Reinforcement learning researchers interested in counterfactual reasoning. Some recent work has examined the use of SCMs for counterfactual policy evaluation in reinforcement learning settings (Buesing et al. (2018), Oberst and Sontag (2019)). One of the difficulties with this approach is that the functional form of SCMs themselves cannot be learned from data. In general, for a given dataset, there is a set of SCMs that differ in mathematical specification and yet would assign the data the same likelihood. Due to these differences in how they are specified, these SCMs could provide different answers to a counterfactual query. How do you know which SCM to select from this equivalence class?
This work addresses this identifiability issue by using basing the math of the SCM on prior knowledge. Dynamic models are comprised of discrete components that react with one another continuously in time according to a set of rules. The mathematical form of SCM is derived directly from these rules.

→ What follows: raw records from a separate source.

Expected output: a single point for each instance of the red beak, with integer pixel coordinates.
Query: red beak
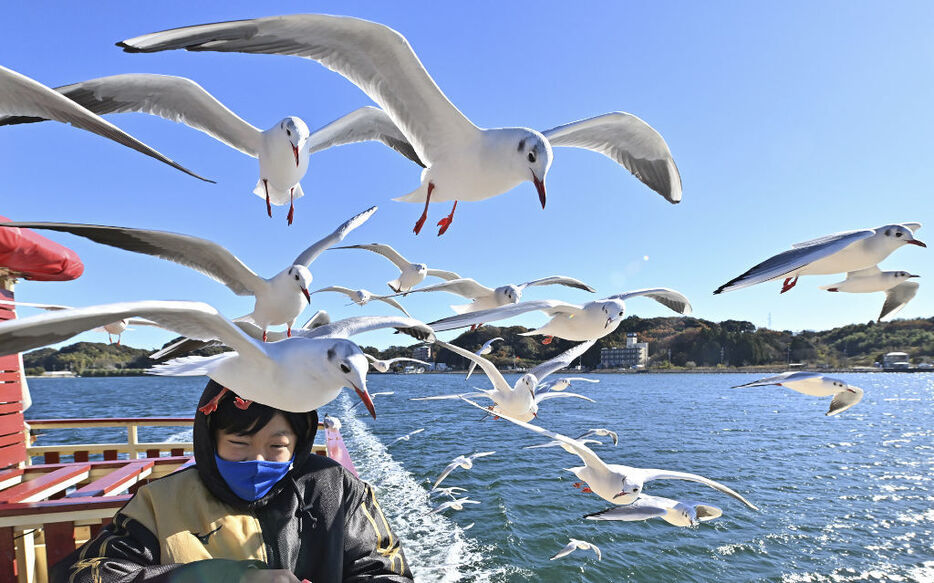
(540, 187)
(367, 401)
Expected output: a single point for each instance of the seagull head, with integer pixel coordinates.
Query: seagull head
(349, 365)
(899, 235)
(296, 132)
(301, 278)
(507, 294)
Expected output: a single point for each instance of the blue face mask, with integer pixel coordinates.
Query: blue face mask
(251, 480)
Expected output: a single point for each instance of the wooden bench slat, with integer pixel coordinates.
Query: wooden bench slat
(43, 487)
(116, 481)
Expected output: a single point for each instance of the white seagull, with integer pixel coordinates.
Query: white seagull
(671, 511)
(898, 290)
(384, 365)
(456, 504)
(577, 323)
(463, 161)
(522, 399)
(485, 297)
(282, 150)
(22, 96)
(578, 544)
(815, 385)
(407, 436)
(838, 253)
(297, 374)
(362, 297)
(113, 329)
(487, 348)
(615, 483)
(465, 462)
(279, 299)
(410, 274)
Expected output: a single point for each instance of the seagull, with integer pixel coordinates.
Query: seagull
(815, 385)
(578, 544)
(671, 511)
(384, 365)
(296, 374)
(465, 462)
(591, 321)
(279, 299)
(602, 432)
(520, 400)
(463, 161)
(113, 329)
(20, 95)
(372, 396)
(487, 348)
(408, 436)
(615, 483)
(282, 150)
(838, 253)
(898, 290)
(456, 504)
(362, 297)
(411, 274)
(485, 298)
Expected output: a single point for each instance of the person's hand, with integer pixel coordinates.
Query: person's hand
(268, 576)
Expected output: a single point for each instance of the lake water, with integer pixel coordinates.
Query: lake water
(844, 498)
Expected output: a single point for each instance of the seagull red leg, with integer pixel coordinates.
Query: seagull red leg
(446, 221)
(421, 220)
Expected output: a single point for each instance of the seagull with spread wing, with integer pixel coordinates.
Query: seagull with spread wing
(463, 161)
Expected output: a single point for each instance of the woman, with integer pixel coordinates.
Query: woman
(256, 507)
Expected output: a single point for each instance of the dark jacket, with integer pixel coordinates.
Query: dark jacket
(320, 522)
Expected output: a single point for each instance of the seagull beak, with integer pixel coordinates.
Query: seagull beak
(367, 401)
(540, 187)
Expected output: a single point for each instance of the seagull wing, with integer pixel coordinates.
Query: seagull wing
(563, 360)
(22, 96)
(374, 57)
(581, 450)
(845, 399)
(629, 141)
(801, 255)
(174, 98)
(897, 297)
(199, 254)
(500, 313)
(385, 250)
(488, 367)
(653, 474)
(310, 254)
(362, 125)
(666, 297)
(193, 319)
(558, 280)
(350, 326)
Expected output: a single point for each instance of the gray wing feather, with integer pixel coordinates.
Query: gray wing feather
(629, 141)
(199, 254)
(310, 254)
(362, 125)
(22, 96)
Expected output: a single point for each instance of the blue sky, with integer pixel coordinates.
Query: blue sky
(788, 121)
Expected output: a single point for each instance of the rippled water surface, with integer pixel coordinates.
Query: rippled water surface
(844, 498)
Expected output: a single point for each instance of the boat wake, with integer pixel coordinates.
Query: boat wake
(436, 547)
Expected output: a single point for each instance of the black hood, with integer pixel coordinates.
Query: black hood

In many reinforcement learning settings, such as board games, the rules are clear. However, our work illustrates what to do when the rules are not so clear. In our examples, the rules and the resulting SCM come from a model of enzyme kinetics. Enzyme kinetic models by no means capture the full complexity of ground truth biophysics. However, a good enzyme kinetic model has the smallest set of biochemical rules needed to capture the behaviors that an enzyme biologist considers essential.
This suggests a useful principle in causal modeling; to build a causal model that can help you reason counterfactually about your system, start by enumerating the micro-level rules needed to simulate the macro-level behavior that matters to you.
Researchers trying to link deep learning and causal reasoning. We implemented the SCMs in our examples using Pyro (Bingham et al.), a PyTorch-based probabilistic deep learning framework from Uber AI. We use Pyro’s algorithms for Bayesian inference to do counterfactual inference. This work presents an excellent prototype for causal modeling with deep learning frameworks.
- Bingham, E., Chen, J. P., Jankowiak, M., Obermeyer, F., Pradhan, N., Karaletsos, T., … & Goodman, N. D. (2019). Pyro: Deep universal probabilistic programming. The Journal of Machine Learning Research, 20(1), 973–978.
- Buesing, L., Weber, T., Zwols, Y., Racaniere, S., Guez, A., Lespiau, J. B., & Heess, N. (2018). Woulda, coulda, shoulda: Counterfactually-guided policy search. arXiv preprint arXiv:1811.06272.
- Oberst, M., & Sontag, D. (2019). Counterfactual Off-Policy Evaluation with Gumbel-Max Structural Causal Models. arXiv preprint arXiv:1905.05824.
- Pearl, J. (2000). Causality: models, reasoning and inference (Vol. 29). Cambridge: MIT press.
- Wilkinson, D. J. (2011). Stochastic modelling for systems biology. CRC press.